Sonó el timbre. Ella no esperaba a nadie. El timbre sonó de nuevo. Se apresuró hacia la puerta y espió hacia afuera a través de la mirilla. Logró ver algo parecido a unas flores. «¡Oh, qué bien, él me ha enviado flores!», susurró, y pudo reconocer que era un pequeño y maravilloso ramo de orquídeas.
Su corazón le dio un vuelco. Una ola de calor le recorrió todo el cuerpo y vino a instalarse en sus mejillas. Se olvidó por completo de cómo estaba vestida y precipitadamente le dio una vuelta a la llave. Abrió la puerta.
—¡Hola, Edith! ¡Pero qué bien, me encanta cómo te ves con esa ropa!
Ella se quedó de una pieza, con los ojos muy abiertos, los espejuelos en una mano y mirando a aquel señor mayor alto, cargando un ramo de orquídeas. Era Curt Bergström.
—¡Oh, estás aquí, no puedo creerlo! —dijo ella tartamudeando, al tiempo que apretaba las rodillas como queriendo ocultar la piel que sobresalía por encima de las medias negras.
—Te avisé en la respuesta que le di a tu correo —dijo él con paciencia.
Ella se dio la vuelta y se dirigió presurosa hacia su cuarto de estar para hundirse en la silla frente a la laptop. Curt Bergström entró, cerró la puerta y acomodó las orquídeas sobre la mesa. Entonces, caminó hacia Edith, extendió la mano por encima de su hombro y apretó una tecla en la máquina. Tardó solo un rato. Abrió la carpeta de correos entrantes y había solo un mensaje que leyó en alta voz: «Hola, Edith. Ya estoy en camino».

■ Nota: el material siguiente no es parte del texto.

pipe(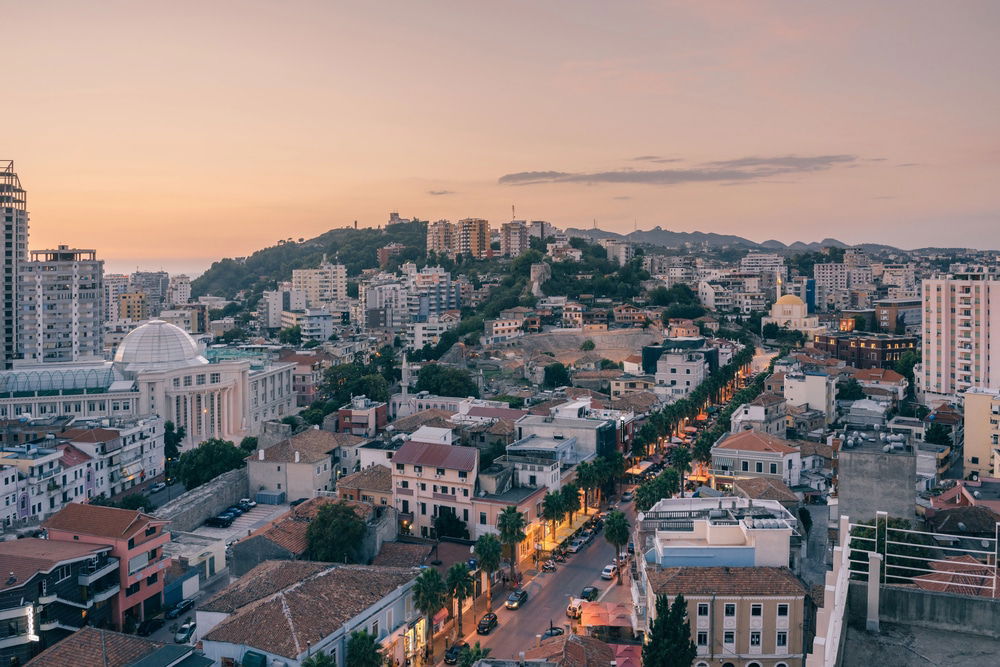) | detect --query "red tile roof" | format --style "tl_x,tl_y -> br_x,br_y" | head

Ella se puso en pie y se sumergió en sus brazos.
Se casaron tres meses más tarde y abrieron una sala de navegación por Internet para jubilados en un gran espacio trasero de la galería de arte donde trabajaba Mirko, y donde ahora, de cuando en cuando, el trío al que pertenecía Mary solía amenizar con música alguna velada.
Mirko muchas veces pensaba mientras sonreía: «La vida es mucho más placentera cuando nosotros los jóvenes podemos trabajar unidos a nuestros vecinos más veteranos».